Raise your hand if you have ever texted while driving, the people around you are probably wondering why your hand is raised but odds are it is. Now raise your hand if you have ever looked away from the road to find the perfect song or playlist, or even just made a phone call. That should be just about everyone. Even though some of these actions are not illegal, they are all cases of distracted driving, and can be fatal.
In the most recent National Highway Traffic Safety Administration report it showed that around 3,500 people were fatally injured and another 391,000 injured in car crashes that resulted from distracted drivers. Those are high numbers, and if you are anything like me, they probably make you stop and think for a little.
Everyone is told not to text and drive, it is not as if the concept of being distracted while driving is new. Yet I have been in the car with people of all different ages, all distracted by their phone. I do not mean to just call people out either, I am definitely guilty of it. Sending a quick text or snapchat, seems harmless enough but for over 9 people for day its the difference between life and death.
My first experience with the subject came when I was about 12. It was the holidays and my older brother was home from college. Being ten years my senior meant he was able to go out and enjoy the bars not too far from my house with one of his high school buddies, a normal thing to do for anyone. He had decided to be responsible and walk that night because he knew he would be drinking and it was only about a mile. As he was crossing the road, only a few hundred yards from my house a distracted driver hit him. I’m lucky to say that he was only injured but it could have been worse. The police report noted that my brother had the cross signal when the driver, who was distracted by their phone and did not expect pedestrians late at night ran the light. According to AAA, even after you put the phone down you are distracted for up to the next 30 seconds. That might not seem like a long time, but at 45 mph that would be almost 2000 feet of distracted driving.
The summer after I graduated high school the topic came up again in a big way. Although I was not fortunate enough to know Merritt Levitan personally, I had plenty of friends who did. She was enjoying her summer riding a bike with friends when she was hit and killed by a distracted driver. After her death, friends formed Merritt’s Way, a non-profit dedicated to spreading awareness about texting and driving, and the real dangers that it poses. You may have seen some of their campaigns, Text Less Live More, reminding people that its worth taking a break to be aware of your surroundings, behind the wheel or not. Although talking about it is a great step to help prevent texting and driving, it cannot be the only one, and with autopilot where it is today we still need to be very aware when we are behind the wheel.
Enter JoyRyde, an app designed by a Middlebury student after his sister was in an accident related to texting and driving. The idea behind the app is relatively simple, reward people for putting their phone down, and leaving it there. The app uses gps technology to track the miles you have driven, similar to most map apps. In addition, the app monitors your phone to make sure you are not doing anything else on it, from sending texts to selecting a song. Although it does not physically lock you out of the rest of your phone, the idea that you will be rewarded for not touching it is often enough to prevent people from using it.

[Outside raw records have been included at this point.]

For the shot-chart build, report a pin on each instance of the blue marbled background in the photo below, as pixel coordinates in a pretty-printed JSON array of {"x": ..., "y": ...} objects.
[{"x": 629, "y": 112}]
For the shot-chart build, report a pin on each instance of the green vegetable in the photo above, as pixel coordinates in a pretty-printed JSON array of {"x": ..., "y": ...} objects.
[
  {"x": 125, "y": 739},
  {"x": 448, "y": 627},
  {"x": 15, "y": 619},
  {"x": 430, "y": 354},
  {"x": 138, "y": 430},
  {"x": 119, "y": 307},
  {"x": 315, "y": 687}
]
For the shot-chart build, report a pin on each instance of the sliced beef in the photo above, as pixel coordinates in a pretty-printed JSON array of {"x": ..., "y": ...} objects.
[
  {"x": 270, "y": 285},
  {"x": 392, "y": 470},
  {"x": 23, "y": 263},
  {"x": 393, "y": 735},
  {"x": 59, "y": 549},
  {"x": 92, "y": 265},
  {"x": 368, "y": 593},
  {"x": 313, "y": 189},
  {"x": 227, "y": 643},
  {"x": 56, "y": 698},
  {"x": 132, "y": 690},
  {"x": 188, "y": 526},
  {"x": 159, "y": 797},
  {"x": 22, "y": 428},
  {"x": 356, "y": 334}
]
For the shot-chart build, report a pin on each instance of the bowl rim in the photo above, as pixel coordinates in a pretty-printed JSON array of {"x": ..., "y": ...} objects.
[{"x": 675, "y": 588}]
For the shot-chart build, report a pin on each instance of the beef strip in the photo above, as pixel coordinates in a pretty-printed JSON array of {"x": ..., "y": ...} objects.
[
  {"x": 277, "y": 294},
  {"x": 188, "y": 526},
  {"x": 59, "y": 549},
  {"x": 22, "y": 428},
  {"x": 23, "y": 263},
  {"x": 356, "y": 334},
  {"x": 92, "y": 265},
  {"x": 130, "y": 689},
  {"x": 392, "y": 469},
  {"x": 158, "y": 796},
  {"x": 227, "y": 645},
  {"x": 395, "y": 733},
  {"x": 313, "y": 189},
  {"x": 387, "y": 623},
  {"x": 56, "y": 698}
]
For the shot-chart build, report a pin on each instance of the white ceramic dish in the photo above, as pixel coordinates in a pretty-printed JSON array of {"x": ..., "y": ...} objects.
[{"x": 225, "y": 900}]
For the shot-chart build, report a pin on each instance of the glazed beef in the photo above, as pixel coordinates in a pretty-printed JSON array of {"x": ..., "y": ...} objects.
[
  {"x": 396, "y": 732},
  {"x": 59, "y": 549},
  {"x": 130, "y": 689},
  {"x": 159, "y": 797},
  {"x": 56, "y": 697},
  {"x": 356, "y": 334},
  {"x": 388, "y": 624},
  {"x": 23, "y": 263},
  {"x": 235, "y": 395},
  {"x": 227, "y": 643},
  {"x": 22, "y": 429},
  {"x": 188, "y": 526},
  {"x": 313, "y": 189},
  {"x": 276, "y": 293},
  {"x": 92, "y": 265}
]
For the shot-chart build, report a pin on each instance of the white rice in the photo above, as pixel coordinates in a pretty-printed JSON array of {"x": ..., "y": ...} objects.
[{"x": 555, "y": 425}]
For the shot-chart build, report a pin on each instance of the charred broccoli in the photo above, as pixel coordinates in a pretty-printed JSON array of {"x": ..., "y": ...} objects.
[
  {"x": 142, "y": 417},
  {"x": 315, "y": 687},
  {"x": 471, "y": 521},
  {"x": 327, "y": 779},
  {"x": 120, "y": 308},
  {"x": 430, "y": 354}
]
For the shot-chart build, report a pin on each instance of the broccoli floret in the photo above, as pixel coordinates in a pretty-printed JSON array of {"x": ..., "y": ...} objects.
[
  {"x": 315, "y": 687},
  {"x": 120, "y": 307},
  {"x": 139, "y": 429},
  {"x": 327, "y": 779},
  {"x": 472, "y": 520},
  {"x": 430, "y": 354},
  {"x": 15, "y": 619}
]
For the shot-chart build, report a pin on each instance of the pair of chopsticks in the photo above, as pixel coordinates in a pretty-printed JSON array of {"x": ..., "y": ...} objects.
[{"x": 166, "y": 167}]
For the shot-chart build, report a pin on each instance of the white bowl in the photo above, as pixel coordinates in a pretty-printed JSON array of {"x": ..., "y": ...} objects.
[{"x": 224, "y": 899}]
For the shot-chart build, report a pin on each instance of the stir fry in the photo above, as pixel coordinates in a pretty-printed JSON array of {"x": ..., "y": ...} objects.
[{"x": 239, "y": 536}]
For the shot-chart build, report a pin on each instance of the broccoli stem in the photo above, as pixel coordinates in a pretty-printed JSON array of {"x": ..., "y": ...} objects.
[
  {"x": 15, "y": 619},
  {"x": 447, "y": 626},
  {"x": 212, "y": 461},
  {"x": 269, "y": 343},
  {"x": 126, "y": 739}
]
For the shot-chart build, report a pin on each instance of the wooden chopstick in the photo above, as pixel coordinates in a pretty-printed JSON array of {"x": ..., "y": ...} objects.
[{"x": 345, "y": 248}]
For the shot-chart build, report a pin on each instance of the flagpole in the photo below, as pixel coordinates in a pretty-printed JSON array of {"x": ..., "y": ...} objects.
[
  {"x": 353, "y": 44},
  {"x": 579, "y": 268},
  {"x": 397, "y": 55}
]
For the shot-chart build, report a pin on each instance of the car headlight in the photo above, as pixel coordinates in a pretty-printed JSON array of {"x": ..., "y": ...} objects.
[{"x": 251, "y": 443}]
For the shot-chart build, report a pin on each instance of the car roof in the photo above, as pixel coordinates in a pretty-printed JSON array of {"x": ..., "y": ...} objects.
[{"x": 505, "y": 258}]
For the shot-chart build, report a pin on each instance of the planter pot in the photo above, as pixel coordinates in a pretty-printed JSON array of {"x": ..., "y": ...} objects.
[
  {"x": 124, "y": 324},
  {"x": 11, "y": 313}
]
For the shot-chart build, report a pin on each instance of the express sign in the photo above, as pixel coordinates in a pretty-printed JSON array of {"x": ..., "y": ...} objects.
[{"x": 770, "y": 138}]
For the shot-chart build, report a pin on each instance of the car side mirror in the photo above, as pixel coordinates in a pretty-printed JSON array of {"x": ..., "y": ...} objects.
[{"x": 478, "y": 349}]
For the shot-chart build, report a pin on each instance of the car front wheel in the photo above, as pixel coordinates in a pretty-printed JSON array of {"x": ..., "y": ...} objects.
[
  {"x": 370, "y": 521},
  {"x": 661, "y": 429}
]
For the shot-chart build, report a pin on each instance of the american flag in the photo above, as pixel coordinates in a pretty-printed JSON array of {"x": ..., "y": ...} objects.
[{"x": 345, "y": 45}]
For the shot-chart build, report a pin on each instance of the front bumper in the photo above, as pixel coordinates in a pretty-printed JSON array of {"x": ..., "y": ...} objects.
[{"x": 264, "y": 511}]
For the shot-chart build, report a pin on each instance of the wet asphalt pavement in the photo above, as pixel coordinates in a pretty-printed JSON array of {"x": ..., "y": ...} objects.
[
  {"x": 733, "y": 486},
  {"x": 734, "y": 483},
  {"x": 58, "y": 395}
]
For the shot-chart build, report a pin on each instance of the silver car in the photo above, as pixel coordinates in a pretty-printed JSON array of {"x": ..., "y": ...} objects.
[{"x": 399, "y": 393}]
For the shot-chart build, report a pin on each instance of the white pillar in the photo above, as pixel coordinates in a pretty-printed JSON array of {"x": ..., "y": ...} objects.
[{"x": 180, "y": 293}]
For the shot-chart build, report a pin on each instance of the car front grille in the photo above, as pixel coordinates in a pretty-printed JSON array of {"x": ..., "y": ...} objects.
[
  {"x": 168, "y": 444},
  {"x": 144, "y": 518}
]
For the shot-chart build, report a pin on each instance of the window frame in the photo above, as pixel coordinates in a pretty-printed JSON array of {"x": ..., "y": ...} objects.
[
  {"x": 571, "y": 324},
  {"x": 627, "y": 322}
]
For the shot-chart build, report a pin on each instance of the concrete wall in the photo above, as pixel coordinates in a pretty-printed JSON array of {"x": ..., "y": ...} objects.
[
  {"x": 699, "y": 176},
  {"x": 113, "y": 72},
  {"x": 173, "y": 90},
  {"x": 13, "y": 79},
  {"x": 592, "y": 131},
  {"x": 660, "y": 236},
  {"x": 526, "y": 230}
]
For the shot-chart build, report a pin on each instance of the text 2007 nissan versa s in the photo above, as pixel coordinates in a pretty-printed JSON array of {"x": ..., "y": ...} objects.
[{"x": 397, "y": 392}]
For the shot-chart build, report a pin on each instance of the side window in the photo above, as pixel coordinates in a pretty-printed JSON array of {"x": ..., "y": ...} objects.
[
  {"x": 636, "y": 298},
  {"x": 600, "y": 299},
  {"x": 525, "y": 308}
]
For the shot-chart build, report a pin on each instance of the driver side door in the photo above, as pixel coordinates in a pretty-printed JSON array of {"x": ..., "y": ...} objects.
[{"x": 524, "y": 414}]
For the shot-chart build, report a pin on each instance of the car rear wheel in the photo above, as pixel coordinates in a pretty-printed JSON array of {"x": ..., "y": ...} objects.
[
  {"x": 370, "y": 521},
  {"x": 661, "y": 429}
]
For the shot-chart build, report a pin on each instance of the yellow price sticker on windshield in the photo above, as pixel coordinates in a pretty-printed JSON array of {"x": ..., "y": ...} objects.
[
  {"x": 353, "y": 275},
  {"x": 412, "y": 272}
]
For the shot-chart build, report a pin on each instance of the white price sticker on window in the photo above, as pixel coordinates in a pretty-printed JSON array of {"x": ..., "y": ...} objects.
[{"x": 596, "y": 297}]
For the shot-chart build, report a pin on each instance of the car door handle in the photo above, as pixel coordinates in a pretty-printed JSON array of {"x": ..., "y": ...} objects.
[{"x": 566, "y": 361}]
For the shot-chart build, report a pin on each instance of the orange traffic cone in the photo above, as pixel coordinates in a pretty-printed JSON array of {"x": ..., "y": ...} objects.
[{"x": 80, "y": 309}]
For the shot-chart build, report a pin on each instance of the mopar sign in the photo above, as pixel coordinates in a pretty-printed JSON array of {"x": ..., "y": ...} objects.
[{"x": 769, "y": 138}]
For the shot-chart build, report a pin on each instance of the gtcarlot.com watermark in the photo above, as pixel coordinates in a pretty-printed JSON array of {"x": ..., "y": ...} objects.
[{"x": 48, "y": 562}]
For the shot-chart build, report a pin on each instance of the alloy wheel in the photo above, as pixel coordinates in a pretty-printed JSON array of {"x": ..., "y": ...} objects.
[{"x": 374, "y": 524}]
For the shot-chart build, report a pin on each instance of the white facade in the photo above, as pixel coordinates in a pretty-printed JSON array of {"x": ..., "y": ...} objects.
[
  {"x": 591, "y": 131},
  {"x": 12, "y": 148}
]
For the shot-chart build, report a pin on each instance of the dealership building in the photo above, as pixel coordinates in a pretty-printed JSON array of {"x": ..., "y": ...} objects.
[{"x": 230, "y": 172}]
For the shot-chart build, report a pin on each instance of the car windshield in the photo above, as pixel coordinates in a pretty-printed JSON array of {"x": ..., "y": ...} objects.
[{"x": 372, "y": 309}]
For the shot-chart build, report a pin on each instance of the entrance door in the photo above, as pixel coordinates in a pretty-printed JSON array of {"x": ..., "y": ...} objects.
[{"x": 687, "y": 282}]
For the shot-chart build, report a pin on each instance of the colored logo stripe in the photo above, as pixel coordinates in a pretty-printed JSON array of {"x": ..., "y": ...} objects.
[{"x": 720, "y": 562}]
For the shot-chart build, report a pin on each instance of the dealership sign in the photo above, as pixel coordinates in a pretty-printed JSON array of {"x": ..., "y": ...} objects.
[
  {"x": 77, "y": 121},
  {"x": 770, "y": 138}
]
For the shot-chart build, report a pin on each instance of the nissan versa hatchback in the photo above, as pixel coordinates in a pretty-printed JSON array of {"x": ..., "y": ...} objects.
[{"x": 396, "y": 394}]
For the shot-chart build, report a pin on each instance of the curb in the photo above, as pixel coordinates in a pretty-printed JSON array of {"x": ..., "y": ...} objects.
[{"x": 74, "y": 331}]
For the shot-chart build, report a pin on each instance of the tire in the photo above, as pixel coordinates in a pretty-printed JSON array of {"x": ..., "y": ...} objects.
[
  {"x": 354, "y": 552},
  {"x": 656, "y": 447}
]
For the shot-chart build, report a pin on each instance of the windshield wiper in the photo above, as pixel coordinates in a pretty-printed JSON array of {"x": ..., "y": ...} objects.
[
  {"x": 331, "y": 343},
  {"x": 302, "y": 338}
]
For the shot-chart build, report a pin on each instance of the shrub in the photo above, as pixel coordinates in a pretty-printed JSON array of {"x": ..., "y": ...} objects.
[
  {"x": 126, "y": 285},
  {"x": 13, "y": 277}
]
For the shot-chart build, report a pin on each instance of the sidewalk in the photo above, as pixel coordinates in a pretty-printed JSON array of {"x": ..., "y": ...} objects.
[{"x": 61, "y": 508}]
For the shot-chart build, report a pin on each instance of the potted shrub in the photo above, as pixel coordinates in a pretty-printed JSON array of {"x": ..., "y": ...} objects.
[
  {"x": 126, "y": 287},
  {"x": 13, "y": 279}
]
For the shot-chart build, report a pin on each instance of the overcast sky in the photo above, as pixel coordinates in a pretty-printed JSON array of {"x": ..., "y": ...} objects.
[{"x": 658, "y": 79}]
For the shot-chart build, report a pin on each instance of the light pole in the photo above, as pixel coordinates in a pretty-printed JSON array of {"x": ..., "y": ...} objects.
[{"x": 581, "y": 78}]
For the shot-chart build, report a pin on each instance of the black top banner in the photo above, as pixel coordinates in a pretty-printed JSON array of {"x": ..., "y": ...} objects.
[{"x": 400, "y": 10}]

JoyRyde currently has around 3,000 users, the numbers are growing as this is the first year it has fully been launched, who have collectively driven around 400,000 miles on the app. Although this is far from ending the problem, it is absolutely a step in the right direction. The apps creator Terry Goguen expressed his desire to create the app because he often drove his younger siblings to practices and school, and realized how easy it was to start looking at your phone. He wanted a solution which would appeal to drivers with positive reinforcement, like a game, to keep their phones down. Currently JoyRyde has rewards from partners like Uber, Cumberland Farms, and Give’r, among others. The rewards can range from dollar discounts to free apparel. The idea being that with more users, the potential rewards will keep increasing.
I realize that this is a sort of somber topic, and I do not want to come across as condescending to people who text and drive, again I’m guilty, what I do want is to increase the conversation surrounding the topic so that we can collectively work towards ending distracted driving.